I was running this program on one GPU with 1GB global memory. It gave the following error:
Fatal error: cudaMemcpy1 error (unspecified launch failure at CheckDevice.cu:27)
*** FAILED - ABORTING
========= Out-of-range Shared or Local Address
========= at 0x000006a8 in grid::SetSubgridMarker(grid*, grid*)
========= by thread (0,0,0) in block (0,0,0)
========= Device Frame:SetAllFlags_dev(param_t*, grid*) (SetAllFlags_dev(param_t*, grid*) : 0x108)
========= Device Frame:SetAllFlags(param_t*, grid*) (SetAllFlags(param_t*, grid*) : 0x38)
========= Saved host backtrace up to driver entry point at kernel launch time
========= Host Frame:/usr/lib/libcuda.so (cuLaunchKernel + 0x3dc) [0xc9edc]
========= Host Frame:/usr/local/cuda/lib64/libcudart.so.5.0 [0xa18a]
========= Host Frame:/usr/local/cuda/lib64/libcudart.so.5.0 (cudaLaunch + 0x17f) [0x2f4cf]
========= Host Frame:Transport [0xd395]
========= Host Frame:Transport [0xd7bd]
========= Host Frame:/lib/x86_64-linux-gnu/libc.so.6 (__libc_start_main + 0xed) [0x2176d]
========= Host Frame:Transport [0x17bd]
=========
========= Program hit error 4 on CUDA API call to cudaMemcpy
========= Saved host backtrace up to driver entry point at error
========= Host Frame:/usr/lib/libcuda.so [0x26a180]
========= Host Frame:/usr/local/cuda/lib64/libcudart.so.5.0 (cudaMemcpy + 0x271) [0x348e1]
========= Host Frame:Transport [0x2cea]
========= Host Frame:Transport [0x3769]
========= Host Frame:Transport [0xd7ee]
========= Host Frame:/lib/x86_64-linux-gnu/libc.so.6 (__libc_start_main + 0xed) [0x2176d]
========= Host Frame:Transport [0x17bd]
=========
========= Program hit error 4 on CUDA API call to cudaGetLastError
========= Saved host backtrace up to driver entry point at error
========= Host Frame:/usr/lib/libcuda.so [0x26a180]
========= Host Frame:/usr/local/cuda/lib64/libcudart.so.5.0 (cudaGetLastError + 0x1e6) [0x2a046]
========= Host Frame:Transport [0x2cef]
========= Host Frame:Transport [0x3769]
========= Host Frame:Transport [0xd7ee]
========= Host Frame:/lib/x86_64-linux-gnu/libc.so.6 (__libc_start_main + 0xed) [0x2176d]
========= Host Frame:Transport [0x17bd]
=========
========= ERROR SUMMARY: 3 errors
For the unspecified launch failure error, the relevant lines of code is a cudaMemcpy operation:
cudaMemcpy(CurrentGrid, Grid_dev, sizeof(grid), cudaMemcpyDeviceToHost);
cudaCheckErrors("cudaMemcpy1 error");
Then as shown in the error message, it said Out-of-range Shared or Local Address at 0x000006a8 in grid::SetSubgridMarker(grid*, grid*)
. Is it because of running out of global memory on device?
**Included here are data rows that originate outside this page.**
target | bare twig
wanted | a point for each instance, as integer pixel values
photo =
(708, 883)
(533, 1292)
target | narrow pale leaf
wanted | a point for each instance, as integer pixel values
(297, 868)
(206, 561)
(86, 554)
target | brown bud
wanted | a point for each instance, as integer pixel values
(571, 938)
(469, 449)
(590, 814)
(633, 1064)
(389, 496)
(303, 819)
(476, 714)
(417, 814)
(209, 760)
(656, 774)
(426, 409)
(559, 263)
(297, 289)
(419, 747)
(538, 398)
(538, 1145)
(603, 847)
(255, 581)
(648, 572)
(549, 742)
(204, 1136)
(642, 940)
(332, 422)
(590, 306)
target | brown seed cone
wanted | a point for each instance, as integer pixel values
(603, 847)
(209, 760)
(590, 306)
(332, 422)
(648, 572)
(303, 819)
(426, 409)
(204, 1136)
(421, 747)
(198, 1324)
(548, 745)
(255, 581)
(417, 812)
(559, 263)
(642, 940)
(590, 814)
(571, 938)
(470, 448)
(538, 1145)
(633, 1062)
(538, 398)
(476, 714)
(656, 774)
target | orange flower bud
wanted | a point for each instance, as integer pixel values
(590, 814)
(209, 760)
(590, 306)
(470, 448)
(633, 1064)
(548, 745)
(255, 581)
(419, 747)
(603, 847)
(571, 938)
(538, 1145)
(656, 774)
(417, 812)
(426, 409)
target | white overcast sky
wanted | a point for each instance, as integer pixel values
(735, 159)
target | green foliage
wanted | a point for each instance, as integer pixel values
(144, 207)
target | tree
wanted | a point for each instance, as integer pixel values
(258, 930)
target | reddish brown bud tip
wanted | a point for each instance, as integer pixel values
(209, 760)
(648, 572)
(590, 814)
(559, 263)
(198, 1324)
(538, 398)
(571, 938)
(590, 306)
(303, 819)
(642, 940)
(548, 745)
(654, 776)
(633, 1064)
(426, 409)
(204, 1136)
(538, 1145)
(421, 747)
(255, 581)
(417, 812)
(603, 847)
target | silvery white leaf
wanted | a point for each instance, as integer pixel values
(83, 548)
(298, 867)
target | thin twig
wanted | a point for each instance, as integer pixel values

Is there a way to return the memory usage on device?
In the source code, checkDevice.cu is executed after grid::SetSubgridMarker and checkDevice does not consume much memory space on device, so I'm guessing(but without much confidence) it's grid::SetSubgridMarker
that exhaust the memory so that there's no space to launch cudaMemcpy operation. Any suggestions? Thanks very much!